I was ridiculed just the other day for suggesting to a friend that he use a payphone to return a call to an unknown number. "Good idea. I'll just strap on my Walkman and mosey on over to the nearest payphone." The joke is on him, it turns out, as payphones still rake in a respectable amount of money.

According to the Canadian Radio-television and Telecommunications Commission's 2017 monitoring report, payphones in Canada brought in $22 million in revenue in 2016. That works out to at least a few calls per day, or around $300 per year, from each of the nearly 60,000 payphones in commission across the country. Who knew?

As Motherboard highlights, that's about on par with payphones in the US based on population size. In 2015, the FCC notes, payphones generated roughly $286 million.

What's interesting here is that, while cutting-edge technology companies like Twitter may be in vogue, they aren't making money. Payphones, the technological dinosaurs from the pre-mobile era, are.

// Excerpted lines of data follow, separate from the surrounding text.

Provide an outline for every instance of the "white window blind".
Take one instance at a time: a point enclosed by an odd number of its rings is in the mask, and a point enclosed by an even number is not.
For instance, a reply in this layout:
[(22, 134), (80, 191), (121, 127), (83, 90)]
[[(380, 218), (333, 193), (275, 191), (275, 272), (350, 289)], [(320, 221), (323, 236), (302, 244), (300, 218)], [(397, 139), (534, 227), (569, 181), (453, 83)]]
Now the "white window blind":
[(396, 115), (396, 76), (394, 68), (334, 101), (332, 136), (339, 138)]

New York City in 2012 announced plans to give phone booths a new lease on life, transforming them into modern-day Wi-Fi access points. The city ultimately moved forward with the idea but it had an unintended side effect in that Wi-Fi kiosks attracted people that would hang around them for hours, do drugs and even use them to watch porn.

What started out as a great idea quickly developed into a nuisance and forced the city to disable web surfing on the kiosks' connected tablets.